Located 140feet below ground level, it is one of the deepest stations in the entire system by distance to ground level; it is even deeper than the 34th Street–Hudson Yards station, the deepest station in the system by elevation below sea level.[45] Although this is an extremely deep station, the Bennett Avenue entrance is at a lower elevation than the mezzanine, so the exit passageway slopes down.[46] [47] Additionally, Dyckman Street, the next station north, is only one level below the surface, in contrast to the 190th Street station.[48]
Contrary to the station's name, there are no exits to either 190th Street or Overlook Terrace. However, the station has entrances both to Hudson Heights, on top of the ridge, and to Bennett Avenue in the valley of Washington Heights, on the bottom.[49]
A tunnel leading eastward from the station provides access to Bennett Avenue, midblock between Broadway and 192nd Street,[49] with an entrance built right into the rock face. The 207th Street-bound platform contains an exit-only (one turnstile and one gate) ramp that bypasses fare control and leads to the passageway to the Bennett Avenue entrance.[50] Passengers used to be able to enter the station from the ramp, which is evidenced by tiled mosaics.[51]
The entrance at the top of the ridge is a head house located at the end of Fort Washington Avenue, at Margaret Corbin Circle.[49] The station was built while the Cloisters in Fort Tryon Park were under construction, making it possible for the head house to have a stone facade to harmonize it with the entrance to the Cloisters several hundred feet north of the station's entrance.[52] The head house is a single-story rectangular stone building with a black hip roof.
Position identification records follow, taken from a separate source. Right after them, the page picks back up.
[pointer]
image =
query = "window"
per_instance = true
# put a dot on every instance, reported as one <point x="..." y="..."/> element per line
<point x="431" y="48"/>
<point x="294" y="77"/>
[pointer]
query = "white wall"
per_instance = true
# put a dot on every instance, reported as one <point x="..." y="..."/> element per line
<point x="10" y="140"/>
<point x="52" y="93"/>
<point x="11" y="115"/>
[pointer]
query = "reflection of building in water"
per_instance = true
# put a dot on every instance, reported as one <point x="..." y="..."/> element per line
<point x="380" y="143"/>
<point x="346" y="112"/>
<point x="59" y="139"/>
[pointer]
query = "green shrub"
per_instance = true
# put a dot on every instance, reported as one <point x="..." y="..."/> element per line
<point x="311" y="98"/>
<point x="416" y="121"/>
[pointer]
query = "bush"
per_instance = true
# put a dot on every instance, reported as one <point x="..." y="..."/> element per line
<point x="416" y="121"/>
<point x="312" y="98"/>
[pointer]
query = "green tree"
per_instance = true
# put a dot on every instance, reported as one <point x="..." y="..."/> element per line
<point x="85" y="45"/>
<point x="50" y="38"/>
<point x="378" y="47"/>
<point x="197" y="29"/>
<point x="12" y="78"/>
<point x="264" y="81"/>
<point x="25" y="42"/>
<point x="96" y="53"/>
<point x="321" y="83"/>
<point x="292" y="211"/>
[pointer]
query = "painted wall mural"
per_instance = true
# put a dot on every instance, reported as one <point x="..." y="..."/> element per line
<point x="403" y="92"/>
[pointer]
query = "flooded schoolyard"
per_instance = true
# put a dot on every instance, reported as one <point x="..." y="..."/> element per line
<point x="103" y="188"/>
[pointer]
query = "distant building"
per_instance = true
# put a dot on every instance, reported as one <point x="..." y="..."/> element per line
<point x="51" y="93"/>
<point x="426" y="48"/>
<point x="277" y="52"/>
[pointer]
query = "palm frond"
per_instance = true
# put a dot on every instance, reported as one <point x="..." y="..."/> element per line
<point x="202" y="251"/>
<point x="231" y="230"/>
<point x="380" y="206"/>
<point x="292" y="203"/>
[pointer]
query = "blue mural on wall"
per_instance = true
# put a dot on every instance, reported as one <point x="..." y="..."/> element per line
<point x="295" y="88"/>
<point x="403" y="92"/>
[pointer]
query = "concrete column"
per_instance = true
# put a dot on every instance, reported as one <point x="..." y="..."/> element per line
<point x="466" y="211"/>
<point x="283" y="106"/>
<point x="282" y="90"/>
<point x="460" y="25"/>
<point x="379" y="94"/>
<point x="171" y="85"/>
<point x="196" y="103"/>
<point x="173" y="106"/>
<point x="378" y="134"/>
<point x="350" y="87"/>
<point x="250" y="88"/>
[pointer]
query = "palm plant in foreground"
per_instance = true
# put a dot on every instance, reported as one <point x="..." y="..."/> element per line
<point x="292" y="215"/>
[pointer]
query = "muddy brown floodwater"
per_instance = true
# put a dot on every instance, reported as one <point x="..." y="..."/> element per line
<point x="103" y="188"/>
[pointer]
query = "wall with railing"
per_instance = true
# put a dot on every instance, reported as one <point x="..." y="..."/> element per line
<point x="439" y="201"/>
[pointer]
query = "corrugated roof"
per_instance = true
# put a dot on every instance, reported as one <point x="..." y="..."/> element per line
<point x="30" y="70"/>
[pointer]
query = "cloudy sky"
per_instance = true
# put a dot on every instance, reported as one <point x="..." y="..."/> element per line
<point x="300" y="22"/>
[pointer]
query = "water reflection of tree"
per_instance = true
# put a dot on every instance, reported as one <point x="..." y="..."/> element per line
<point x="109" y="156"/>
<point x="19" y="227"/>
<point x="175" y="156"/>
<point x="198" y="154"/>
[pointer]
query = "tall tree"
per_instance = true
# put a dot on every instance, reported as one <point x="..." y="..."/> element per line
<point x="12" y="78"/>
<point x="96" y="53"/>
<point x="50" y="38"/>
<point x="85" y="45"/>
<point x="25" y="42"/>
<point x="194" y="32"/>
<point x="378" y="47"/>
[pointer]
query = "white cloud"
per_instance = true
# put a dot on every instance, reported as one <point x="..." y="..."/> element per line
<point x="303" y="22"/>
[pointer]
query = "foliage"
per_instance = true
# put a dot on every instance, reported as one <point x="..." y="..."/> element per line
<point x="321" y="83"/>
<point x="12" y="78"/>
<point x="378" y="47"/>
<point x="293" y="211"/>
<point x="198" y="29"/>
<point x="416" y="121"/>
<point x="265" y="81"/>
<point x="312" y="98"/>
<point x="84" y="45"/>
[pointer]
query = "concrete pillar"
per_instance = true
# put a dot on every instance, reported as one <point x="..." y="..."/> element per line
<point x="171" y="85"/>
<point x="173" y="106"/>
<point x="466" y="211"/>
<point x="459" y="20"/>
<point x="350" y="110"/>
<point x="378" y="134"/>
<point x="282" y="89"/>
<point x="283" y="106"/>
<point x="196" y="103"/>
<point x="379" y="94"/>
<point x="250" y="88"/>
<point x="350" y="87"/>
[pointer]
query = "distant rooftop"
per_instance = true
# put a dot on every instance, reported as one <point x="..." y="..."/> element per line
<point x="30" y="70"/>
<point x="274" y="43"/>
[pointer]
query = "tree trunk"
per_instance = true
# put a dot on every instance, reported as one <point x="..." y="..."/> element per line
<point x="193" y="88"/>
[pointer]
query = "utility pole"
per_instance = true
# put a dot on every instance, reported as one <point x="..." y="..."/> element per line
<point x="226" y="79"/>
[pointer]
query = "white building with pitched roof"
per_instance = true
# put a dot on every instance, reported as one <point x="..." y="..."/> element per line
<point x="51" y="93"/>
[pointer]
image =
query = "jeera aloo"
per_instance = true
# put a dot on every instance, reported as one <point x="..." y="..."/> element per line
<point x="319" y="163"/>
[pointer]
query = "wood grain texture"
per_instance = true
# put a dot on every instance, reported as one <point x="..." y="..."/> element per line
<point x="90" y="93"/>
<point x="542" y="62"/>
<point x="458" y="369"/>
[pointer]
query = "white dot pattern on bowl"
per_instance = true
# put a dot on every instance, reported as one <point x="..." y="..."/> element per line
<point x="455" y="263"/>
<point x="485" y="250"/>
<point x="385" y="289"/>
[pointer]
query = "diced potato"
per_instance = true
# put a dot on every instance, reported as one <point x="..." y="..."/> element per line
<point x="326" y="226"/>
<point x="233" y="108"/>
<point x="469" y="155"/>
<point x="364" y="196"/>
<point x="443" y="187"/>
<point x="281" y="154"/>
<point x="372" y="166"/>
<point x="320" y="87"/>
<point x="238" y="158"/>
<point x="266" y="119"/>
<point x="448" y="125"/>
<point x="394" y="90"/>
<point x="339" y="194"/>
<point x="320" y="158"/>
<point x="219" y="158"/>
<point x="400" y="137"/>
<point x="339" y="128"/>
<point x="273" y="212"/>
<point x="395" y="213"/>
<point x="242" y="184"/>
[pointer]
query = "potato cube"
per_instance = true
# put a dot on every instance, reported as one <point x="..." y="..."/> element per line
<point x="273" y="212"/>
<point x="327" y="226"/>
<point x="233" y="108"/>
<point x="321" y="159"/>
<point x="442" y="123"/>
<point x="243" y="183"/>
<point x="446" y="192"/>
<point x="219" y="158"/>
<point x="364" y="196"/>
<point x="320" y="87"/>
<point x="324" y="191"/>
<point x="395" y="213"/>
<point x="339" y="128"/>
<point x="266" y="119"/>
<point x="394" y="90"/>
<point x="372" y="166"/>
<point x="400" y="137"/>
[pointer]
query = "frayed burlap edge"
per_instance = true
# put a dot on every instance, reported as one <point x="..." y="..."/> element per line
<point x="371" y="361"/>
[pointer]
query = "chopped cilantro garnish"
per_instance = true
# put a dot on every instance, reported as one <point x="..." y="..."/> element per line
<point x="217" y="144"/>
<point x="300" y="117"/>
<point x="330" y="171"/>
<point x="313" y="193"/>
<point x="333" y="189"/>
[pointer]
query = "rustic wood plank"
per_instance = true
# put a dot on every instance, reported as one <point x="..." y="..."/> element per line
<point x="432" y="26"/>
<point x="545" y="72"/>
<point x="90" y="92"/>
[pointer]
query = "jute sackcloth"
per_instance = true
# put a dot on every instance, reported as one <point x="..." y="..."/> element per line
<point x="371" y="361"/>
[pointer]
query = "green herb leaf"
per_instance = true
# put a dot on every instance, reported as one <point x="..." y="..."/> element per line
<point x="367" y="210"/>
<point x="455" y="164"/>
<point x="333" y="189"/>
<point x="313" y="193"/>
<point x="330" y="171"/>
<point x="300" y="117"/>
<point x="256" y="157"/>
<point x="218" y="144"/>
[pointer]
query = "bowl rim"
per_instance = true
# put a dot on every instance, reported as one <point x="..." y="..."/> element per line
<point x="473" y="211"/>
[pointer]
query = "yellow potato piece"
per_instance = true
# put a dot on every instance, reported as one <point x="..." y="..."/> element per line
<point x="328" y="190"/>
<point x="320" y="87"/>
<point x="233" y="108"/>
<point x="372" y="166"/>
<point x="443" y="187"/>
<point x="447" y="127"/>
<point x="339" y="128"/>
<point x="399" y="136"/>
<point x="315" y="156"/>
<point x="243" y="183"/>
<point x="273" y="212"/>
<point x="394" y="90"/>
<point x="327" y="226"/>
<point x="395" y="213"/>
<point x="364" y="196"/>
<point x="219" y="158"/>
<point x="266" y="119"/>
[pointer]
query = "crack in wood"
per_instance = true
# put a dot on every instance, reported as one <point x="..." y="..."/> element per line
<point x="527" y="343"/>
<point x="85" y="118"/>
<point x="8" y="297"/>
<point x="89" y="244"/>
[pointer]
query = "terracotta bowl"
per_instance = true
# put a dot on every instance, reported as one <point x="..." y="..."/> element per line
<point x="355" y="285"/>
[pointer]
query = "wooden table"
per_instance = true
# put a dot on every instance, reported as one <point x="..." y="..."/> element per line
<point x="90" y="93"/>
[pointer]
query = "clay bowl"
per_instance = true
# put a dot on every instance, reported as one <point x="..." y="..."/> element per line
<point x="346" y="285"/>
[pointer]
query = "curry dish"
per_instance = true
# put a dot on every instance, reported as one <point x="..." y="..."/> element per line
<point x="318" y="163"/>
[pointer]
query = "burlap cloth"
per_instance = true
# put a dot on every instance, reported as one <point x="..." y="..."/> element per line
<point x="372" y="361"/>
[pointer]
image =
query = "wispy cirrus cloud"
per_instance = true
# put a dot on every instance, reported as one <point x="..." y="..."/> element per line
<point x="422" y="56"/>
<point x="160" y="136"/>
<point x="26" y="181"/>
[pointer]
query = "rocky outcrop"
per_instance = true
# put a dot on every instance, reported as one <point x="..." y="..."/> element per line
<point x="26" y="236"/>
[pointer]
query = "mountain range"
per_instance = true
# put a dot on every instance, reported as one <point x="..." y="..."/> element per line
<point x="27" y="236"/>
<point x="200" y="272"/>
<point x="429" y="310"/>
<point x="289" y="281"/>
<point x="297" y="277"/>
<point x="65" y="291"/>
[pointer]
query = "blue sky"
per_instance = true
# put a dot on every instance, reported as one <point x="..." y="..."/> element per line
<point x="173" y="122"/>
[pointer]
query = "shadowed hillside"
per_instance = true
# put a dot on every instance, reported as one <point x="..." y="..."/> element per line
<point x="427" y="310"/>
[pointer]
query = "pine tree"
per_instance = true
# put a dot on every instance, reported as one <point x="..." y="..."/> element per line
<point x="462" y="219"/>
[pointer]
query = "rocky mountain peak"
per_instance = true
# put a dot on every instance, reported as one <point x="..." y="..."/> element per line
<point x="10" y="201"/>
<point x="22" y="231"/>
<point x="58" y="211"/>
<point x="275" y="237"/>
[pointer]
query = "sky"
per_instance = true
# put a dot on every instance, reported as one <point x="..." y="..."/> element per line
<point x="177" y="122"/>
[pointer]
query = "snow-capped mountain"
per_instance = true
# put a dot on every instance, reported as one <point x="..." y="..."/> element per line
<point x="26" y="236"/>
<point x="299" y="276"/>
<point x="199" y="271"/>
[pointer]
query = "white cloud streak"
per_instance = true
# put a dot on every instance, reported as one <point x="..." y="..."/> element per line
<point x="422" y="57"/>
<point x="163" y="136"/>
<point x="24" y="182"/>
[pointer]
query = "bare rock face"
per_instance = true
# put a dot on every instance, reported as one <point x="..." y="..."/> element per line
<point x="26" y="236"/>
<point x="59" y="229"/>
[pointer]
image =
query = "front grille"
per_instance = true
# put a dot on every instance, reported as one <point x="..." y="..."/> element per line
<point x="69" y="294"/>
The longer sides are on the western and eastern elevations, and each contain three bays. The northern elevation contains three small arches, of which the center arch contained a doorway into the head house. The southern elevation is abutted by stone stairs leading down to the station's elevators and a play area within Fort Tryon Park. A lamppost and a steel sign with the word "SUBWAY" is located on the sidewalk of Fort Washington Avenue at the top of these stairs.
The station maintains three elevators from the mezzanine in one tower at its eastern end, and has done so since its opening. The elevators lead upward to the basement of the Fort Washington Avenue head house. The head house basement contains brick walls and a concrete floor and ceiling, and formerly contained a token booth. The elevators were formerly only open during the daytime, and required the payment of a fare to use since the fare control for both street entrances to the station was originally located just inside the street doors.[53] Since 1957, the elevators have been available for use by pedestrians going between Bennett Avenue and Fort Washington Avenue without paying a fare; a similar situation exists at 181st Street, the next station downtown,[54] as well as at 191st Street, on the IRT Broadway–Seventh Avenue Line.[55] The elevators to the mezzanine still utilize elevator operators, one of the few stations in the system to do so.[56]
The station is not compliant with the Americans with Disabilities Act of 1990, and thus cannot be used by passengers with wheelchairs, because access from the fare control area to the platforms is only possible via stairways.[57] Additionally, the elevators as well as the free out-of-system traverse between Fort Washington and Bennett Avenues are not ADA-compliant for wheelchair users either (unlike at 181st Street), since the entrance to the former is only accessible by several flights of stairs, and another smaller staircase exists between the end of the passageway and the Bennett Avenue exit. There is a staircase available in case of an emergency.[58]